Created attachment 293341 [details] /sys/kernel/debug/kmemleak It looks like there's a memory leak in drivers/gpu/drm/amd/display/amdgpu_dm/amdgpu_dm.c:amdgpu_dm_update_connector_after_detect. It appears to be calling drm_add_edid_modes, which indirectly calling ito either do_detailed_mode or drm_mode_duplicate. This has caused me to run out of memory a handful of times, which could only be resolved by rebooting. I only experienced this after upgrading to 5.9.1, and it looks like commit b24bdc37d03a0478189e20a50286092840f414fa added the call to drm_add_edid_modes in amdgpu_dm_update_connector_after_detect.
Created attachment 293343 [details] dmesg with oom-killer invocations Note that the stack has amdgpu_dm_update_connector_after_detect+0x28d/0x330 > drm_add_edid_modes+0x6e1/0x1860. This was recorded on Linux 5.9.1, but the kmemleak was on linux 5.9.2.

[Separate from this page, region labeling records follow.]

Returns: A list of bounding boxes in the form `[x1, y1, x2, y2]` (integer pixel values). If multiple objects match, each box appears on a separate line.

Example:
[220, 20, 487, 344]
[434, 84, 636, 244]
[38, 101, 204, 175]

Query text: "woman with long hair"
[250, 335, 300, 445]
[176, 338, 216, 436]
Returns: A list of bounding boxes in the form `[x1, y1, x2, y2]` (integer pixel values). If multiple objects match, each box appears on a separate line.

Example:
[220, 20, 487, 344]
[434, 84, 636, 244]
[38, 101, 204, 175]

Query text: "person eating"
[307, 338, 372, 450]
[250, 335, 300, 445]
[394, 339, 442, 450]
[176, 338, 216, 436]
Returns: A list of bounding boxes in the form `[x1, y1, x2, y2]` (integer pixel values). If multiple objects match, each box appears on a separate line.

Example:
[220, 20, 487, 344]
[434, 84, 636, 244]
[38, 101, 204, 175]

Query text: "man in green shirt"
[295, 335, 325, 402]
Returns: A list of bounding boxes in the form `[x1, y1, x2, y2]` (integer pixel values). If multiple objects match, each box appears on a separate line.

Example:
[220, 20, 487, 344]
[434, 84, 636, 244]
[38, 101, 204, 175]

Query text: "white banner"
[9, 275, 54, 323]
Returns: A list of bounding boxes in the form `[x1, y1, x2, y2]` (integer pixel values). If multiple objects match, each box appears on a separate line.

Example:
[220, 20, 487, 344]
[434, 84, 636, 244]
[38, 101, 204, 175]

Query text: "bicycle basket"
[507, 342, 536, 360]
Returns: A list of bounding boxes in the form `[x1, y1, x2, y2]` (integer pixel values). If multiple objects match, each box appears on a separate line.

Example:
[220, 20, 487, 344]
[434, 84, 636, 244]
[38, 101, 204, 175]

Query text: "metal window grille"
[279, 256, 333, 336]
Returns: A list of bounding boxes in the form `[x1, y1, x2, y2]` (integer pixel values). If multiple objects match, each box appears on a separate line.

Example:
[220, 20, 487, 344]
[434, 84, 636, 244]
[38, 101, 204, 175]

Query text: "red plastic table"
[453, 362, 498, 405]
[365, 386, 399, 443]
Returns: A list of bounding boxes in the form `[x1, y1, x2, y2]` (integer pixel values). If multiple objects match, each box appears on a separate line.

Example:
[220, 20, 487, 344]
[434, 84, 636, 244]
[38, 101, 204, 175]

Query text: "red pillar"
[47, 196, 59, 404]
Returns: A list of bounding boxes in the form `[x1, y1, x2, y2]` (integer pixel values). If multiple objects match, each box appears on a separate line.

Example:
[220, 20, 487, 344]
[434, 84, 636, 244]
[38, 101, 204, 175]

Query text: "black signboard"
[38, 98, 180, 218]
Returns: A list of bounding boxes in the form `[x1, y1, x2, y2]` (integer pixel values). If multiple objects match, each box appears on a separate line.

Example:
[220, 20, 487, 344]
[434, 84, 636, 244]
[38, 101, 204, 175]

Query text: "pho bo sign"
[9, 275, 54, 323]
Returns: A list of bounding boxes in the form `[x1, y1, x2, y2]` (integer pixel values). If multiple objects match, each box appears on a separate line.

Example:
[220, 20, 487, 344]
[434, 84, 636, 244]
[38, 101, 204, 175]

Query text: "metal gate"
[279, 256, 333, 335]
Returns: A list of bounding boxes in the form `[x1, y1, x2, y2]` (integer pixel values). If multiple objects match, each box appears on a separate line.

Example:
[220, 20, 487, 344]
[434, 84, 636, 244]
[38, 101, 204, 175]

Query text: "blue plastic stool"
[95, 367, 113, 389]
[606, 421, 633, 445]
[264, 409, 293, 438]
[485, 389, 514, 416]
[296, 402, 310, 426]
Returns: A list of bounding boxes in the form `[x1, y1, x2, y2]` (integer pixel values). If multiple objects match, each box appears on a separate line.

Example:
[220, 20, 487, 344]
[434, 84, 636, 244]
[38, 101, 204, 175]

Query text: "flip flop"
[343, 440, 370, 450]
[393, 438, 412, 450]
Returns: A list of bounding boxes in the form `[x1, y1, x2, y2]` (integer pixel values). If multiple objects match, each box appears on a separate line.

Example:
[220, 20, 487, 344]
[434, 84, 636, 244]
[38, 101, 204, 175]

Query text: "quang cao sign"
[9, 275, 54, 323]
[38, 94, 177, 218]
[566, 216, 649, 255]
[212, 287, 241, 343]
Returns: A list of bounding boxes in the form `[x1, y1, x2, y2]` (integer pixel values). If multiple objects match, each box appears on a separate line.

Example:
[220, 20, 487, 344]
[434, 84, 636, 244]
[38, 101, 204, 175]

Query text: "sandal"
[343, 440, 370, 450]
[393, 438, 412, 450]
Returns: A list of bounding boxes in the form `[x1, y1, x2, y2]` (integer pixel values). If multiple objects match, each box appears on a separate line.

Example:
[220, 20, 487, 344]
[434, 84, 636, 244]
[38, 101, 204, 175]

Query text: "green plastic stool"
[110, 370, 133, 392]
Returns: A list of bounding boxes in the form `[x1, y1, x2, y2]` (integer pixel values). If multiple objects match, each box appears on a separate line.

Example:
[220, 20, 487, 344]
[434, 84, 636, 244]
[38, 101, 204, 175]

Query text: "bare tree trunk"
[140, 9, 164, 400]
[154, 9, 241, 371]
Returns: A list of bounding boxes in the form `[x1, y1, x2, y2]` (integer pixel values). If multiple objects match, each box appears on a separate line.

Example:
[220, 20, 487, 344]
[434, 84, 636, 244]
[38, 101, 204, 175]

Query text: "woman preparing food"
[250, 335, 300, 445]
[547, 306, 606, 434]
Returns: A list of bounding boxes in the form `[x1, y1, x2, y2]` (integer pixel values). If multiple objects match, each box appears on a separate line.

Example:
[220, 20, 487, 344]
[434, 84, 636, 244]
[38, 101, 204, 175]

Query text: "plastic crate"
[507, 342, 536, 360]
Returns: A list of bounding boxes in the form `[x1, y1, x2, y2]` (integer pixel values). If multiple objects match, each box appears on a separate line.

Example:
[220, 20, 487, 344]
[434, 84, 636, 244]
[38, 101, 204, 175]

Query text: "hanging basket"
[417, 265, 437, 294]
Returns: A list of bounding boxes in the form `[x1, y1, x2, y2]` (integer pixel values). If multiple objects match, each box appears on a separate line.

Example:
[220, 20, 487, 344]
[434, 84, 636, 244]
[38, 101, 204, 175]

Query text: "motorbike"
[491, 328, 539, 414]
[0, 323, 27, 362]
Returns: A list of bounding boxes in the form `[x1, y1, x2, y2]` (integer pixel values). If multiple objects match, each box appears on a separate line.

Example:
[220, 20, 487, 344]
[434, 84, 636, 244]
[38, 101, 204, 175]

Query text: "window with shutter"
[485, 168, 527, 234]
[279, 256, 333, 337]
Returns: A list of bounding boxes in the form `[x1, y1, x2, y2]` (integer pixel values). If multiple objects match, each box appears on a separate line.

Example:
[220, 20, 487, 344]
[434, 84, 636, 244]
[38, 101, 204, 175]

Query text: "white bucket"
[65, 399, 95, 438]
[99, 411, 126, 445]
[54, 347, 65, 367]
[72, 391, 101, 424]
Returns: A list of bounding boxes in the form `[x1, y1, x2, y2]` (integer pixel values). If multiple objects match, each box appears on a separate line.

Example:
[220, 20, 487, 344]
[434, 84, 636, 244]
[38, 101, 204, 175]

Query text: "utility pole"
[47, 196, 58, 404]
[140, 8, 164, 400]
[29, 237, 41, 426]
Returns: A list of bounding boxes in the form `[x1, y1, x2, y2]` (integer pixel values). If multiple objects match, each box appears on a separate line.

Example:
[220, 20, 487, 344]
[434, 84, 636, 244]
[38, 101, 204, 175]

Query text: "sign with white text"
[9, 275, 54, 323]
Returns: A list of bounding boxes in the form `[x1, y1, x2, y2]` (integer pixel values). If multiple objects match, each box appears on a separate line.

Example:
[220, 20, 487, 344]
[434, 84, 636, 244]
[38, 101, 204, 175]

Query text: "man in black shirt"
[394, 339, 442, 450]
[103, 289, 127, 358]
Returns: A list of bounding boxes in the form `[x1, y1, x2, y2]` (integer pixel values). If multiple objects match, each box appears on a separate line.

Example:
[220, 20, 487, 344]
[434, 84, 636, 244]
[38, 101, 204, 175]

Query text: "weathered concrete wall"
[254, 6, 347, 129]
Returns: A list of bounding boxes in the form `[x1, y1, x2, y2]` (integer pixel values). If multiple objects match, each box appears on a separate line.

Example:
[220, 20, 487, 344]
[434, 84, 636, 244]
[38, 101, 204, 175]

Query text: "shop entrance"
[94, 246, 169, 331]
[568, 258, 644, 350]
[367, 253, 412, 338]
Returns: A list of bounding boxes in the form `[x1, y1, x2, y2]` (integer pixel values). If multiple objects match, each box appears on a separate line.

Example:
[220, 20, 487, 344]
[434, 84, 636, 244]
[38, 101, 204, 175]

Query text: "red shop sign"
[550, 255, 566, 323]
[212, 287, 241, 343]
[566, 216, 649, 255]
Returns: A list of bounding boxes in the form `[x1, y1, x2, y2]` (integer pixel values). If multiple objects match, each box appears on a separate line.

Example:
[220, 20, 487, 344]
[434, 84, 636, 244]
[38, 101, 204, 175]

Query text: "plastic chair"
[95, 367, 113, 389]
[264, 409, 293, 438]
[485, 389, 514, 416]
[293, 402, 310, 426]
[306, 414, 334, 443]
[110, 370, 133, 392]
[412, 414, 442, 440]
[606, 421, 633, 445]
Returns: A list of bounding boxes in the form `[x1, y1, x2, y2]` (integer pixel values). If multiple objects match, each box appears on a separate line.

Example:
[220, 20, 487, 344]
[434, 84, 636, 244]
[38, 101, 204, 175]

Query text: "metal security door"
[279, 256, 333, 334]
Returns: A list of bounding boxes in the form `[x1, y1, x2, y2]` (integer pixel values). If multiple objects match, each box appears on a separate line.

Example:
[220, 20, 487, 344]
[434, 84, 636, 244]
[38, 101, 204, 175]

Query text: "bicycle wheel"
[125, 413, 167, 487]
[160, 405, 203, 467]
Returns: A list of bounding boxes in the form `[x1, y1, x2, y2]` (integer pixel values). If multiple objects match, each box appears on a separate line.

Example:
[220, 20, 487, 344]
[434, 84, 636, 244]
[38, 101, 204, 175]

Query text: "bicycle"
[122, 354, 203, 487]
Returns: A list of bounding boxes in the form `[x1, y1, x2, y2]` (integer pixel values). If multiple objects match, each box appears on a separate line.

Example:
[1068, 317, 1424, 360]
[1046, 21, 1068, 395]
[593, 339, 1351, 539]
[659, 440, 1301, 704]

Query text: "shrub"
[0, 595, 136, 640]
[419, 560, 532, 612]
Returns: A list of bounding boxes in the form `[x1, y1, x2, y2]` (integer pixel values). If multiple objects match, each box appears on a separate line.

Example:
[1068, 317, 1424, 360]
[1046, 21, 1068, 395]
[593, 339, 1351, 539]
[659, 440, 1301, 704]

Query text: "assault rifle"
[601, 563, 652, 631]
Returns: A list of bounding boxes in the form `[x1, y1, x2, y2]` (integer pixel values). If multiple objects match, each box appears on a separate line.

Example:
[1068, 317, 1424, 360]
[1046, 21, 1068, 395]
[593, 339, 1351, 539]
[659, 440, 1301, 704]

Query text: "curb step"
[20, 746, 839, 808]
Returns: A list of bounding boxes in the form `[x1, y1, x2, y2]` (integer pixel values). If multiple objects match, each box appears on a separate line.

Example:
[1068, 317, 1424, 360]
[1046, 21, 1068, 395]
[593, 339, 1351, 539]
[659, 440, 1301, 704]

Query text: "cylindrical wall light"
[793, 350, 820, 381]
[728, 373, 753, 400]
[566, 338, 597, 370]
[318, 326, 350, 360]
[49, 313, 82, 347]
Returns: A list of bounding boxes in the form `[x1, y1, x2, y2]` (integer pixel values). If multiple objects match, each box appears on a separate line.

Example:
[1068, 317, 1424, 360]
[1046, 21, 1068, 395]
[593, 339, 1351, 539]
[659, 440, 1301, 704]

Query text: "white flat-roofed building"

It looks like this can be fixed by setting aconnector->num_modes to the return value from drm_add_edid_modes. At least one other place in amdgpu_dm.c sets struct amdgpu_dm_connector.num_modes to the return value of drm_add_edid_modes like this. I'm not familiar enough with AMDGPU or DRM internals to know if this will mess anything up.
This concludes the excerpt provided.